John M. Logsdon, Jr., Department of Biology, University of Iowa, Iowa City, IO, USA

This brief contribution provides an interesting assessment of the conservation of spliceosomal introns comprising the major (U2) and minor (U12) classes. The analysis takes advantage of a recent comprehensive classification of introns into these two types (Sheth et al., 2006). Here, the authors focus on Homo-Arabidopsis comparisons; since the animal-plant split represents a deep divergence among eukaryotes, this should allow for inferences about early eukaryotic gene evolution. Previous comparisons of intron conservation between animal and plant genes have indicated that high fractions of intron positions are conserved. Since the fraction of U12 introns is less than 1% of all introns, these previous studies were necessarily focused on U2 introns (even though the introns were not explicitly classified as such). Since the types of introns can now be classified, the authors wished to explicitly compare levels and patterns of conservation among both U2 and U12 introns in Homo and Arabidopsis genes.

Of the 133 homologous Homo and Arabidopsis genes that contained at least one U12 intron, the authors compared conservation of intron positions. Of the 1796 positions, 155 were conserved, which is "close to the previous estimates" (although not 30%, the fraction suggested by some previous work). In any case, the key here is that there was a significant statistical excess of shared U12 introns, much higher than the fraction of shared U2 introns. Furthermore, of the "mixed" U2–U12 shared positions, a considerable majority are U12 type in Arabidopsis.

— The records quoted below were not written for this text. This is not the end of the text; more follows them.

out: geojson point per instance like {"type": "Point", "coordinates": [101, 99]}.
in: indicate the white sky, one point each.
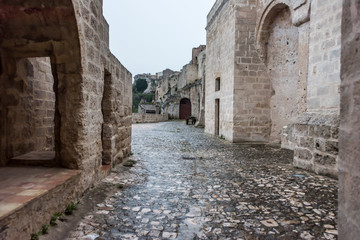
{"type": "Point", "coordinates": [148, 36]}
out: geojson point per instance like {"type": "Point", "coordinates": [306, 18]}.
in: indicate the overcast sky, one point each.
{"type": "Point", "coordinates": [148, 36]}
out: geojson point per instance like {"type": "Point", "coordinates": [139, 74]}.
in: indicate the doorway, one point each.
{"type": "Point", "coordinates": [217, 117]}
{"type": "Point", "coordinates": [185, 108]}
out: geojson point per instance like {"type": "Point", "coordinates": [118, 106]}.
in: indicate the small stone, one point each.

Finally, the within-gene distribution of all U2 and U12 introns (not just the few shared ones), suggest a preference for U12 introns in 5' ends of genes; but when considering the shared U12 introns, the 5' bias is particularly prevalent in the shared U12 introns. The potential functional relationship between 5' introns and regulation makes this latter observation particularly interesting.

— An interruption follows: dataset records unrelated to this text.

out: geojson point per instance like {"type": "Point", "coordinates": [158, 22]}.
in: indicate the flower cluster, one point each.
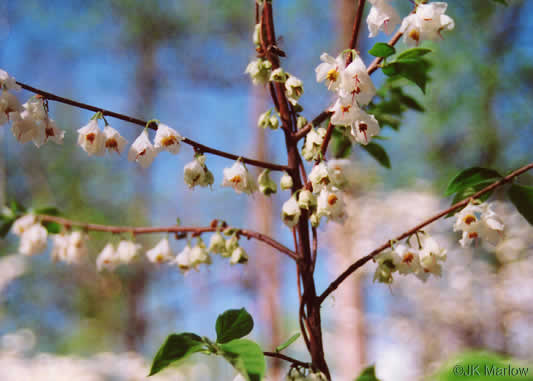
{"type": "Point", "coordinates": [30, 121]}
{"type": "Point", "coordinates": [422, 260]}
{"type": "Point", "coordinates": [426, 23]}
{"type": "Point", "coordinates": [478, 220]}
{"type": "Point", "coordinates": [196, 173]}
{"type": "Point", "coordinates": [325, 199]}
{"type": "Point", "coordinates": [355, 89]}
{"type": "Point", "coordinates": [71, 248]}
{"type": "Point", "coordinates": [238, 177]}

One weakness of this study is the fact that it relied solely on pairwise comparisons between two distantly related taxa (Homo and Arabidopsis). These and other authors have defended the hypothesis that the (high fraction of) similarly-identified animal-plant shared introns are mostly homologous, and that is a starting premise of this paper. However, such inferences remain untested by addition and consideration of many other intervening taxa (where the alternative hypothesis is that many shared introns have arisen by parallel insertion). Interestingly the shared U12 introns almost certainly represent homologous introns that can be traced to the animal-plant common ancestor; their rarity makes parallel insertion a highly improbable explanation. Perhaps this argument is similar for "mixed" introns, but the likelihood of parallel gain seems reasonably tenable. Overall, the paper is appropriate for publication in Biology Direct.

Reviewer's report 2

Manyuan Long, Department of Ecology and Evolution, University of Chicago, Chicago, IL, USA

This manuscript reported a statistical analysis of the position conservation of two types of introns, U2 and U12. The U2 type has been found in 99% of eukaryotic introns. However, in the shared intron positions between plants and animals, this paper reports more conservation of U12 types, an unexpected and interesting asymmetric distribution of two types of introns. The interpretation for this observation is not a straightforward thing because of lack of outgroup to assign ancestral states. However, the authors proposed that this could be caused by the conversion of U12 to U2 introns in plant lineages. Their explanation is not unreasonable, because biologically the U12 splicing is not so efficient as U2 types so there could be a selective pressure against U2 to U12 conversion. Nevertheless, when more plant genomes are sequenced, the hypothesis that plant lineages are subject to higher rate of the U12 to U2 conversion may have opportunity to be tested by looking at the distribution of the turnover rates by comparing various branches of plants.